Ho riguardato nei giorni scorsi i libretti della serie Le cento migliori ricette che negli ultimi anni del secolo scorso il gruppo Newton editava sotto l'etichetta "La Compagnia del buongustaio". In quello dedicato alle Zuppe e minestre redatto da Emilia Valli e pubblicato nel 1996 ho trovato una "zuppa del Don" a cui mi sono ispirato per una preparazione più in linea con i miei gusti e con le esigenze dietetiche e che chiamerò "zuppa dello zio".
Per 4 persone il libretto consiglia di preparare un soffritto con 100 grammi di pancetta, una carota, una cipolla, un cipollotto inclusa la parte verde, due coste di sedano opportunamente tritati.
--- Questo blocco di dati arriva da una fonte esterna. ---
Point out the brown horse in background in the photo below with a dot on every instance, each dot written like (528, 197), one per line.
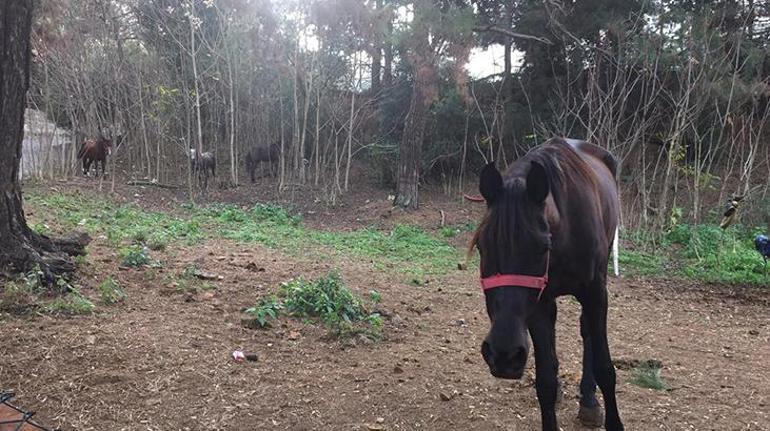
(550, 223)
(96, 152)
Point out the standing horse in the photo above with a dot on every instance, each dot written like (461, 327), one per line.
(547, 232)
(96, 152)
(257, 155)
(202, 164)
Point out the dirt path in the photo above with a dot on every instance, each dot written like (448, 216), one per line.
(161, 360)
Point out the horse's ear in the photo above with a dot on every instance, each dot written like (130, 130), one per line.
(537, 183)
(490, 183)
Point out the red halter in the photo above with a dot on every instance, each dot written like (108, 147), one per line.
(518, 280)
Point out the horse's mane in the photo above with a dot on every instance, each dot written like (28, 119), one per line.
(507, 223)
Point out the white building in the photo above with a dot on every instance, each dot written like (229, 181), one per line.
(45, 148)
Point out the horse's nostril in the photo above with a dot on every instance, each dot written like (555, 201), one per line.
(486, 350)
(521, 356)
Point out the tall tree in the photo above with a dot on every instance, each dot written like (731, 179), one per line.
(20, 248)
(440, 32)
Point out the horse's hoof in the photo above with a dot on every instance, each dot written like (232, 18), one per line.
(591, 416)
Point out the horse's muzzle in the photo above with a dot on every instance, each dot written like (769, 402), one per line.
(505, 364)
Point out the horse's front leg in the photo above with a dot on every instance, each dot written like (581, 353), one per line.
(595, 309)
(590, 413)
(542, 330)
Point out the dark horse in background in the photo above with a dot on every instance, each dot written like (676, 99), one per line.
(95, 151)
(257, 155)
(547, 232)
(202, 164)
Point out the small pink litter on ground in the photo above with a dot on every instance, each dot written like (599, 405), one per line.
(240, 356)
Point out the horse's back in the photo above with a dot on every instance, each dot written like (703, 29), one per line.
(603, 165)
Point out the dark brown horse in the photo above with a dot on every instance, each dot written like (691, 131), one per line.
(547, 232)
(95, 151)
(257, 155)
(201, 165)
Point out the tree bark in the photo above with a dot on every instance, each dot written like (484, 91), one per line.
(423, 64)
(21, 249)
(410, 150)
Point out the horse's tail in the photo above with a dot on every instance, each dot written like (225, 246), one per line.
(615, 252)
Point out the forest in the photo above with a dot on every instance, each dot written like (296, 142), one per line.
(677, 90)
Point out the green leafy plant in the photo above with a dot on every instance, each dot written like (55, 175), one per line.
(135, 256)
(16, 297)
(647, 376)
(73, 303)
(110, 291)
(326, 299)
(265, 310)
(157, 242)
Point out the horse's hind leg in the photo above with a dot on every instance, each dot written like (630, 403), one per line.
(595, 308)
(543, 331)
(590, 413)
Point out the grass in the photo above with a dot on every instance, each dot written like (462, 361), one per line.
(135, 256)
(187, 280)
(405, 249)
(648, 376)
(121, 224)
(689, 251)
(326, 299)
(110, 291)
(73, 303)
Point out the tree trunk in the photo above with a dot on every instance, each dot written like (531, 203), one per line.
(422, 62)
(21, 249)
(387, 73)
(410, 149)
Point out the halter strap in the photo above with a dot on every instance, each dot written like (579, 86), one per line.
(519, 280)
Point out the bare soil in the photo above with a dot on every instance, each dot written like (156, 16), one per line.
(162, 359)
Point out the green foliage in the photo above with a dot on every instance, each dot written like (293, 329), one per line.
(110, 291)
(265, 310)
(375, 296)
(16, 297)
(73, 303)
(702, 252)
(648, 376)
(407, 248)
(327, 299)
(135, 256)
(120, 224)
(157, 242)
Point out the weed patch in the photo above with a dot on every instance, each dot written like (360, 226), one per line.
(135, 256)
(110, 291)
(73, 303)
(326, 299)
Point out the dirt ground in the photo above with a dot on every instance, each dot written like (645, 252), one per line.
(161, 360)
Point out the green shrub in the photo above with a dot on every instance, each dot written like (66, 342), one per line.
(135, 256)
(327, 299)
(72, 303)
(265, 310)
(648, 376)
(157, 242)
(16, 297)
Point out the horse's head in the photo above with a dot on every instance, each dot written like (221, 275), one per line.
(514, 244)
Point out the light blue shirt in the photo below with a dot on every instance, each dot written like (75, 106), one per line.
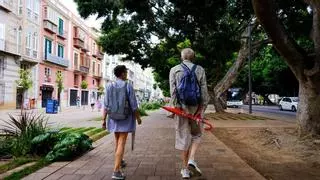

Meglio ancora se, invece che procedere a un soffritto vero e proprio, l'insieme si fa stufare a fuoco lentissimo, aggiungendo un po di sale: il grasso nella pancetta non manca, ma viene tenuto a bassissime temperatura e il liquido di cottura è costituito anche dagli umori che le verdure rilasciano; è il tipo di cottura che noi siciliani chiamiamo assassunari, calco dal francese assaisonner (che ha però significato più ampio).
Aggiungere, dopo l'ammorbidimento e una lieve coloratura, 4 pomodori maturi pelati (o quelli di una scatola da 420 grammi senza il succo ove stanno a mollo), completare la salatura e pepare leggermente.
Dopo mezz'ora si uniscono alla zuppa 300 grammi di verdure affettate a striscioline, da scegliere tra cavolo cappuccio - come nella ricetta originaria -, cavolo nero, cime di rapa (così nel mio esperimento, giacché non amo i cavoli) o anche bietole, e una patata da 200 grammi circa (o due da un etto) tagliata a dadini. Si copre e si fa cuocere.
Quando le verdure saranno tenerissime, "legare" il tutto con 150 grammi di yogurt intero. Dividere la minestra bollente nelle scodelle su cui giacciono fette di pane rustico tostate.